Я помню, мы были в поездке по Америке, и Танька Догилева говорит: «Как я устала!..» А я ей: «Таня, знаешь, что вот этот, который тебе почти дедушка, - я ни разу в жизни не слышала от него слов „я устал“. Он никогда их не позволяет себе». Любимым его ответом на вопрос «Как ты себя чувствуешь?» было: «Шикарно!» Это было его любимейшее слово. Я даже предложила на его памятнике написать в ответ на вопрос «Как там дела?» - «Шикарно!».
- Гердт любил, когда его хвалили, или стеснялся этого?
- Понимаете, нет таких людей (а если кто утверждает обратное, то это лукавство), которые не любят, когда их хвалят. Ни черта подобного! Вам приятно, когда говорят: «Ой, как ты хорошо выглядишь!», да? Может, ты и сама думаешь, что плохо, но если кто-то это сказал, то сразу чуть-чуть легче.
- После смерти Зиновия Ефимовича вы не могли представить другого мужчину рядом с собой?
- Я знаю, что бывают бабы, которые в 70 лет влюбляются, но я и в 68 влюбиться не смогла. Не могу себе даже представить такого! Это не называется уже любовью - это некая организация бытовой жизни. Или кому-то скучно и в быту сложно, или, опять же, - побег от одиночества. Вот мне моя дочка говорит: «Мама, я не понимаю, как ты можешь жить в одиночестве?» Ни черта подобного! Я не в одиночестве живу. Я живу в уединении. Это совершенно другое. Скучно? Мне не бывает скучно. Не бывает, потому что я думаю, читаю… Вот с общением становится все хуже и хуже, потому что люди уходят, уходят, уходят…
Первые два года после его ухода я вообще была вне себя. Я никому не звонила, ни с кем не встречалась: все время впадала в какой-то ступор… Знаете, есть такая домашняя телефонная книжка. Вот я ее открываю, а там его почерком телефон и имя написаны - и все, я отпадала, я не могла…
Что такое сойти с ума от чьей-то смерти, я знаю: моя мама умерла столь неожиданно для меня, что я полтора часа была сумасшедшей. Я помню это, при мне была Катя и рассказывала, что я говорила, что делала, - это было совершенно вне здравого смысла. Знаете, я так устроена неудачно, что не плачу от большого горя. Я могу заплакать, когда петля на чулке спустится, а когда беда - я не могу слезу пустить. И после ухода Зямы я два года была в каком-то странном состоянии. Например, совсем не могла читать. Не могла читать по-русски, а по-английски могла.
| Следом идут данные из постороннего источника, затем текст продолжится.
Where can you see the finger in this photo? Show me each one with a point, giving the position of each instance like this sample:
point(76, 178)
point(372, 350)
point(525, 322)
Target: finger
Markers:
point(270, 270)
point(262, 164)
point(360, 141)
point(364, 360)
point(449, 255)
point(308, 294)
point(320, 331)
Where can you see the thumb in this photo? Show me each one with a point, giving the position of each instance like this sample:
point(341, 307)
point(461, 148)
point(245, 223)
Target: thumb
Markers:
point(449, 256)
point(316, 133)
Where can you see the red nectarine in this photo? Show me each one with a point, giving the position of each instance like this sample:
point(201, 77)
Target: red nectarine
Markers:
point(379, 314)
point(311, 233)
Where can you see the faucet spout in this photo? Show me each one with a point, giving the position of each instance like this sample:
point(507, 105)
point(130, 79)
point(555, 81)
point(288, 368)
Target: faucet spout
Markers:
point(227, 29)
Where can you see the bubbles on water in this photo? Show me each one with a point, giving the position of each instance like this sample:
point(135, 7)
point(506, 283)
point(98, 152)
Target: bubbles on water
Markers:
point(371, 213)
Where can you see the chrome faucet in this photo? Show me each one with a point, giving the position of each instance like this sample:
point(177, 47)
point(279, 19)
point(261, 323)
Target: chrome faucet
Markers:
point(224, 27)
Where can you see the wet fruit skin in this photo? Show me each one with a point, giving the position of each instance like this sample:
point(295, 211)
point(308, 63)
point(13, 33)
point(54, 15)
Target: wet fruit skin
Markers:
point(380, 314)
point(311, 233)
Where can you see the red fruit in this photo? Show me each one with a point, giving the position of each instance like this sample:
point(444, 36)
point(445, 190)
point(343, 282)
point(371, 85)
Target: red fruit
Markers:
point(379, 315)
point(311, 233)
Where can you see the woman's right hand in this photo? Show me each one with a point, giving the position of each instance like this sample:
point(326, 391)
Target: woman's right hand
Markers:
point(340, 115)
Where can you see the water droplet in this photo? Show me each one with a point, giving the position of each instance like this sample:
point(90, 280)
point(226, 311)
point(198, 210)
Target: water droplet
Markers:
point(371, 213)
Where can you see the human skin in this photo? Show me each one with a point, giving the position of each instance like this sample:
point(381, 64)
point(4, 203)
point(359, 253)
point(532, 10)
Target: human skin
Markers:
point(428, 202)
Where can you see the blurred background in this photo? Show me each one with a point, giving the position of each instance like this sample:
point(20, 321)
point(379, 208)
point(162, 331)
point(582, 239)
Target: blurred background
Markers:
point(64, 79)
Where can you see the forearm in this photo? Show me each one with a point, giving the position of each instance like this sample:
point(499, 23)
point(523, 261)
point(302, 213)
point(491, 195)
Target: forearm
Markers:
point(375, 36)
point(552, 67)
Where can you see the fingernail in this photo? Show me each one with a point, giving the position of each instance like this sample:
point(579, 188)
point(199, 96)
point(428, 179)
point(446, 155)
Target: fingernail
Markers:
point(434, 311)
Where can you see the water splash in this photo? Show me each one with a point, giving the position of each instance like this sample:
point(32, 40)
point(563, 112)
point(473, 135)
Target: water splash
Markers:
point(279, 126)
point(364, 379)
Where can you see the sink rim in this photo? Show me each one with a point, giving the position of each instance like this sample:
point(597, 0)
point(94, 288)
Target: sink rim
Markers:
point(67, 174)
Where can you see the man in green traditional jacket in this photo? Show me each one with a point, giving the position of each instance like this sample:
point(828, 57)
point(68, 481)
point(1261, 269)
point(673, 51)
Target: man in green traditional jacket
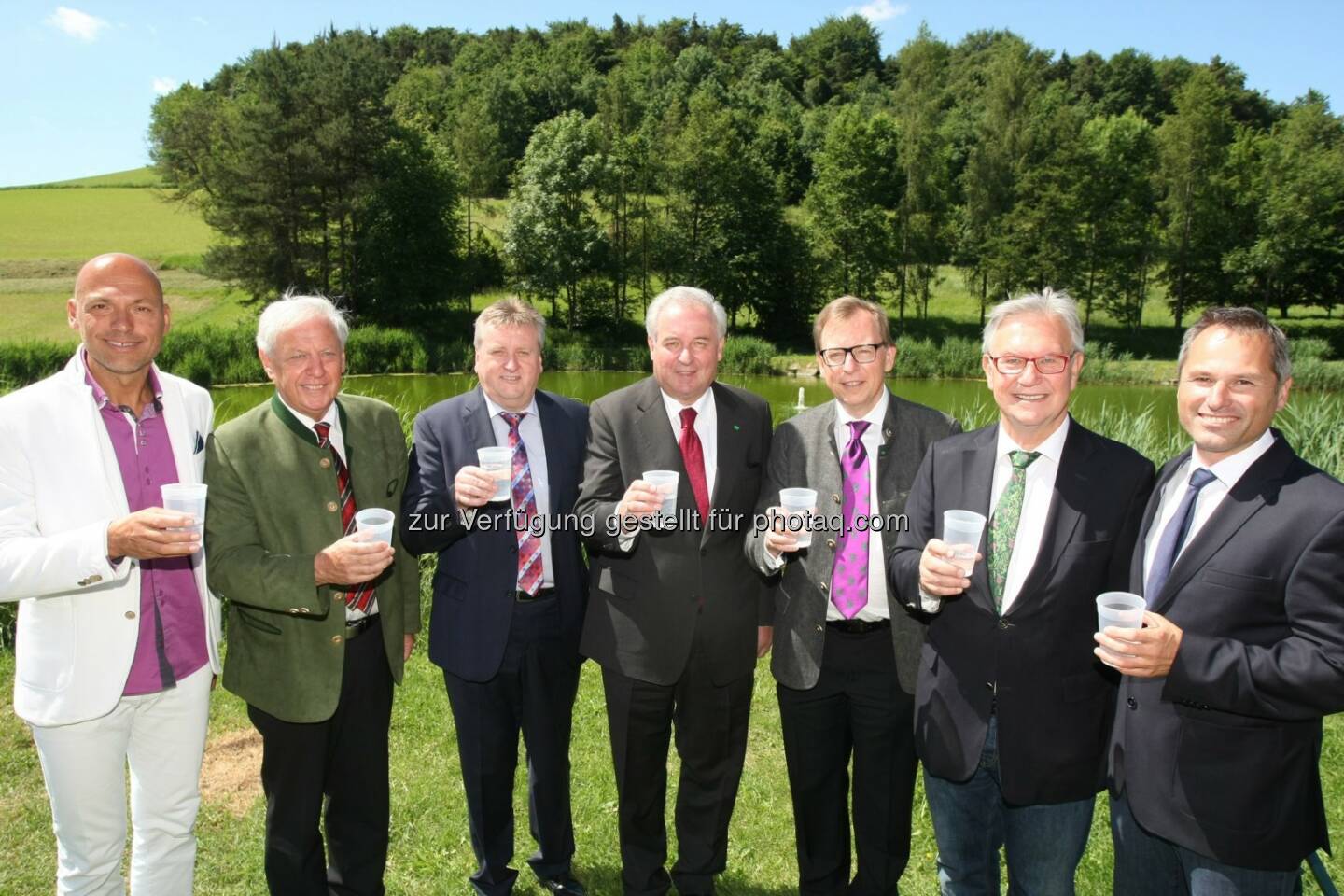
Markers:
point(320, 617)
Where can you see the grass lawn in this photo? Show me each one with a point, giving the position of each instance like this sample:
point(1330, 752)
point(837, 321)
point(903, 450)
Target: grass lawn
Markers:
point(430, 849)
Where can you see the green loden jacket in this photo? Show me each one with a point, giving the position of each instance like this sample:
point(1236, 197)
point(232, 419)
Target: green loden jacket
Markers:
point(273, 505)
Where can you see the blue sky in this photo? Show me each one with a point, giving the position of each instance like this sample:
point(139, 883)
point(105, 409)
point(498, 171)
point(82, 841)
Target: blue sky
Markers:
point(77, 81)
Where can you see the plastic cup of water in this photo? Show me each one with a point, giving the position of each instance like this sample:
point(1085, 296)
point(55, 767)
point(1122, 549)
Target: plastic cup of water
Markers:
point(665, 483)
point(376, 523)
point(497, 464)
point(799, 504)
point(962, 529)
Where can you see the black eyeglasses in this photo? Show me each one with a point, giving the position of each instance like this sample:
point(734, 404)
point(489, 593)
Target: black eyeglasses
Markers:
point(861, 354)
point(1015, 364)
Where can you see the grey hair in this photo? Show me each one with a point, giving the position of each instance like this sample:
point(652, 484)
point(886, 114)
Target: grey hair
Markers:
point(290, 311)
point(510, 311)
point(686, 296)
point(1047, 302)
point(1240, 320)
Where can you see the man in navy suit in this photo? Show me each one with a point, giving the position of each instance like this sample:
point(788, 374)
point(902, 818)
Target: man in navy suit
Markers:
point(510, 590)
point(1214, 759)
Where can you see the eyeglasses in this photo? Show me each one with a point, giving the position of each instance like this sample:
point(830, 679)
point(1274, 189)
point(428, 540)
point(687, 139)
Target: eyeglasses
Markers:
point(861, 354)
point(1046, 364)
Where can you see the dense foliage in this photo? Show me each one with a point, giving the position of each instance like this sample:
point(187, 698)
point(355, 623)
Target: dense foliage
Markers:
point(773, 175)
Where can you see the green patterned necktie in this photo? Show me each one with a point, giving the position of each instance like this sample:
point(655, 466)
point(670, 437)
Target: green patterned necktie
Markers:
point(1002, 526)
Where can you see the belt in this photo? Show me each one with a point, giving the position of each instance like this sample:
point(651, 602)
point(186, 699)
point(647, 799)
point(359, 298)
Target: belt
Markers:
point(359, 626)
point(858, 626)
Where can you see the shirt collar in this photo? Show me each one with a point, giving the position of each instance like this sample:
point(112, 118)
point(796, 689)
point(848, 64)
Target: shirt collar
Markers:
point(100, 397)
point(875, 415)
point(1053, 448)
point(498, 409)
point(329, 416)
point(1231, 469)
point(674, 406)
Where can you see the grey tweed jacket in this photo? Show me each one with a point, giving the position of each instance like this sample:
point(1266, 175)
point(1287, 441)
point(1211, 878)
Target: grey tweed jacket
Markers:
point(804, 455)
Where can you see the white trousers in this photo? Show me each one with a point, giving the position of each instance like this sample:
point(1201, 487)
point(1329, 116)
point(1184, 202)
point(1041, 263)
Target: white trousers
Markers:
point(162, 736)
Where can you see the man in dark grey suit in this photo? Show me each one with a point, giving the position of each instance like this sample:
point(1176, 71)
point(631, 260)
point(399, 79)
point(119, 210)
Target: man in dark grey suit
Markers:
point(1013, 709)
point(510, 590)
point(1214, 761)
point(845, 654)
point(674, 611)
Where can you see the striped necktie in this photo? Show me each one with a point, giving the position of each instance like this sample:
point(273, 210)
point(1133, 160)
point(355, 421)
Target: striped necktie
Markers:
point(525, 511)
point(362, 596)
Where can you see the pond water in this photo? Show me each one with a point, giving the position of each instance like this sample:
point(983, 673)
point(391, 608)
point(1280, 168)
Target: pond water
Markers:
point(955, 397)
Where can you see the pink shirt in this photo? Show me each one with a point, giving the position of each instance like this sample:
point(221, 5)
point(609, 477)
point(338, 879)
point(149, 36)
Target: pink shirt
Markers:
point(173, 627)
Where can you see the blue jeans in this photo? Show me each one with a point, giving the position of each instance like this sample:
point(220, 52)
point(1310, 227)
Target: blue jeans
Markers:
point(971, 821)
point(1151, 865)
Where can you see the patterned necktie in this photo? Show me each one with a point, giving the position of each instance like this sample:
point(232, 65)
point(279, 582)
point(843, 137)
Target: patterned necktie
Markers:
point(693, 455)
point(849, 577)
point(1002, 528)
point(1169, 546)
point(362, 596)
point(525, 510)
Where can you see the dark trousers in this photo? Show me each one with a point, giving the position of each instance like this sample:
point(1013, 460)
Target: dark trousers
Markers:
point(711, 739)
point(858, 711)
point(344, 761)
point(532, 692)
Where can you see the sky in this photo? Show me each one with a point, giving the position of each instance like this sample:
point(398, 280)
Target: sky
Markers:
point(77, 82)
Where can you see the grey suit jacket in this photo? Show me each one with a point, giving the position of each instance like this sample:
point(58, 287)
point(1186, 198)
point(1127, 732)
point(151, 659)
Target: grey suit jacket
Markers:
point(804, 455)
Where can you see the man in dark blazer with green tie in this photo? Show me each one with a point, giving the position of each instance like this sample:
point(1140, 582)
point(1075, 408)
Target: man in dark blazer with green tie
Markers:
point(320, 618)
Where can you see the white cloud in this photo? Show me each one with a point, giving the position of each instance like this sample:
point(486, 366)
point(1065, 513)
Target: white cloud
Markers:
point(879, 9)
point(77, 24)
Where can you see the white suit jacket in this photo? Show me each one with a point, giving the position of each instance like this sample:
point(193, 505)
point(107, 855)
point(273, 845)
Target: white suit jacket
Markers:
point(60, 488)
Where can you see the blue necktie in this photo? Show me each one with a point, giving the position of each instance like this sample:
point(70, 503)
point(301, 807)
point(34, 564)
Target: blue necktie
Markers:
point(1173, 536)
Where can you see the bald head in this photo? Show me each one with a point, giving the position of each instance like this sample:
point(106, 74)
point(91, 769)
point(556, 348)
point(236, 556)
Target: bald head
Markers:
point(119, 311)
point(118, 266)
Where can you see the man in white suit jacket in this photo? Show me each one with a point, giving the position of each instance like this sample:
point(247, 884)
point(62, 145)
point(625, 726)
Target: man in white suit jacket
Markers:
point(118, 635)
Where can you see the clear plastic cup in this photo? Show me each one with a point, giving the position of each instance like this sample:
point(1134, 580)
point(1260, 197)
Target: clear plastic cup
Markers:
point(665, 483)
point(497, 464)
point(187, 497)
point(799, 504)
point(376, 525)
point(962, 529)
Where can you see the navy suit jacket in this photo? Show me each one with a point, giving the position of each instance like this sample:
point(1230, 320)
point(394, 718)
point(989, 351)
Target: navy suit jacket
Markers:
point(1222, 754)
point(477, 563)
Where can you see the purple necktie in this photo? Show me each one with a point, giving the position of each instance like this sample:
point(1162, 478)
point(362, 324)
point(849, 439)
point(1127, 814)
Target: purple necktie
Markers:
point(849, 580)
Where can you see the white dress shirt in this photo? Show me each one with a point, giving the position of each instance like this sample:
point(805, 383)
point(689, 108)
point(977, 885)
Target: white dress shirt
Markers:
point(338, 441)
point(1226, 473)
point(530, 430)
point(876, 606)
point(1035, 508)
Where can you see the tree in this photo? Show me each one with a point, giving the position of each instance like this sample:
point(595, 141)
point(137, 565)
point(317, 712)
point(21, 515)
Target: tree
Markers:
point(552, 238)
point(1193, 152)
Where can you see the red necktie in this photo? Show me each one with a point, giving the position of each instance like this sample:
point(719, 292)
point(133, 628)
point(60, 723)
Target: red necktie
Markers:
point(363, 595)
point(693, 455)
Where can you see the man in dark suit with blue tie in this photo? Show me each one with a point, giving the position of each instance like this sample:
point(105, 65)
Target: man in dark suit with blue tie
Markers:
point(1214, 759)
point(510, 590)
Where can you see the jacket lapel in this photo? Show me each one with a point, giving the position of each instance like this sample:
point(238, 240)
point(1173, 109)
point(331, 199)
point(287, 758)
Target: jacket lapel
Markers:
point(977, 476)
point(1066, 505)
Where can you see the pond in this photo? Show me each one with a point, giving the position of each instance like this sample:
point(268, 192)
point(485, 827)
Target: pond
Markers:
point(955, 397)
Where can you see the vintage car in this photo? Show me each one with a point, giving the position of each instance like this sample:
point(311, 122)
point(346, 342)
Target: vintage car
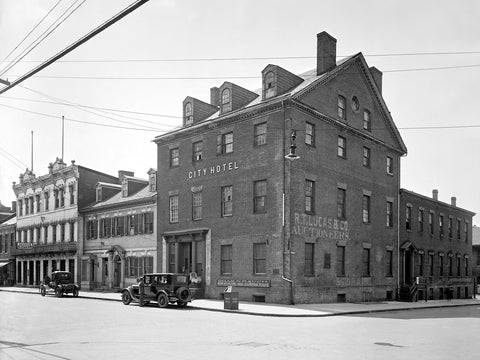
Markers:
point(164, 288)
point(59, 284)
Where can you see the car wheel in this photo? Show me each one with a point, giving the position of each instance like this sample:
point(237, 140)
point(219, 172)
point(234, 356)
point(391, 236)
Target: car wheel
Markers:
point(182, 303)
point(162, 300)
point(126, 298)
point(58, 292)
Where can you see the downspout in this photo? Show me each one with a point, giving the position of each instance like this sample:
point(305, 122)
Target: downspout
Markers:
point(286, 236)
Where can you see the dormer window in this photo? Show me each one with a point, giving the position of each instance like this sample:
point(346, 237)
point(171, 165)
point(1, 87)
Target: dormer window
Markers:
point(226, 96)
point(99, 194)
point(269, 85)
point(188, 114)
point(153, 182)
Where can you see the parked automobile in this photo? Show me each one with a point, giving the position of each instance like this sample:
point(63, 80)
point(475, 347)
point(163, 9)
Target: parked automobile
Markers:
point(162, 288)
point(59, 284)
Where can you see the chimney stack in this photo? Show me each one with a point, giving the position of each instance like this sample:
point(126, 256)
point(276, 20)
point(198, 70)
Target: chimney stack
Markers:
point(377, 77)
point(326, 52)
point(215, 96)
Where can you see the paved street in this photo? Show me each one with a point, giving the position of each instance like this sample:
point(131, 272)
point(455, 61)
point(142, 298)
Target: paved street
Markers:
point(32, 327)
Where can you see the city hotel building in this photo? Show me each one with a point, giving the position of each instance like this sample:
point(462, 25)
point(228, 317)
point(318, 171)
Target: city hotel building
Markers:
point(290, 194)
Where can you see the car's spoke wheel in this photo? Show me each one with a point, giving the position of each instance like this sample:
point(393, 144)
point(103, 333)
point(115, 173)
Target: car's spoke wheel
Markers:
point(162, 300)
point(126, 298)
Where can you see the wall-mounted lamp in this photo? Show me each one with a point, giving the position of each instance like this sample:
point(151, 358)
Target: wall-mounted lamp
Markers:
point(292, 155)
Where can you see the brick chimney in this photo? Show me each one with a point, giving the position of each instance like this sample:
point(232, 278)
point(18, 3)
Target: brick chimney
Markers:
point(377, 77)
point(326, 52)
point(215, 96)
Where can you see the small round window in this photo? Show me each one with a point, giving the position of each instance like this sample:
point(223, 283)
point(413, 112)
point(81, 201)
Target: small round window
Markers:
point(355, 104)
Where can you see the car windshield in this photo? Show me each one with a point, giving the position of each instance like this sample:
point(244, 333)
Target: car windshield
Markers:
point(181, 279)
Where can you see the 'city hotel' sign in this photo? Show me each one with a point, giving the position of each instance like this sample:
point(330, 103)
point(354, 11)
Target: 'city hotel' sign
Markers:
point(214, 169)
point(320, 227)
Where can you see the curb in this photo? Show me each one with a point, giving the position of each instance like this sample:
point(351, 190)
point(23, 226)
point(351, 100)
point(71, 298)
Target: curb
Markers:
point(345, 313)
Вот такое было состояние. «Депрессуха», как это у нас называется. Но время делает свое. И я поняла, для чего я живу: чтобы моя дочка дольше не оставалась крайней, не становилась сиротой. Когда мы жили с Зямой вместе, мне казалось, что если он уйдет первым и я вдруг останусь одна, то я жить не смогу. Потом я поняла, что я не имею права так поступить, потому что есть дочь Катя. И я придумала себе, будто Зиновий Ефимович уехал в такую гастроль, что его просто рядом сейчас нет. И я не хожу на кладбище… То есть я хожу на могилу Зиновия Ефимовича, слежу, чтобы там было в порядке, потому что она не одной мне принадлежит: приходят люди, которые его талант почитают. Но я думаю, что пройдет лет полтораста, и кладбищ не будет вовсе. Или будут, как мне кто-то сказал, в Интернете. Пусть кто-то говорит, что он приходит на могилу, и ему отпускает душу и все такое… А у меня ничего не происходит. Я прихожу туда только для того, чтобы все аккуратно было. Но не к нему прихожу. Его там нет! И никогда не было! Разве это соединяет людей после смерти - лежащие кости? Ерунда! Соединяет совершенно другое. Я вот до сих пор, когда что-то происходит, машинально думаю: а Зямка что бы на это сказал? А как бы он отреагировал на это? И только так можно остаться верным…
Понимаете ли, чтобы в любви быть счастливым, нужно уметь дружить. Я считаю (и Зиновий Ефимович был со мной согласен), что дружба гораздо более высокое чувство, чем любовь. Только по одной причине: дружба не бывает несчастной. Дружба всегда счастливая. И еще огромное свойство - товарищество. Ведь что труднее всего в жизни? Просить. Просить трудно. А товарищ - это тот, кого просить не надо, кто сам знает, догадается. И твоя боль и забота - она и его тоже. Так что мы с Зямой очень дружили.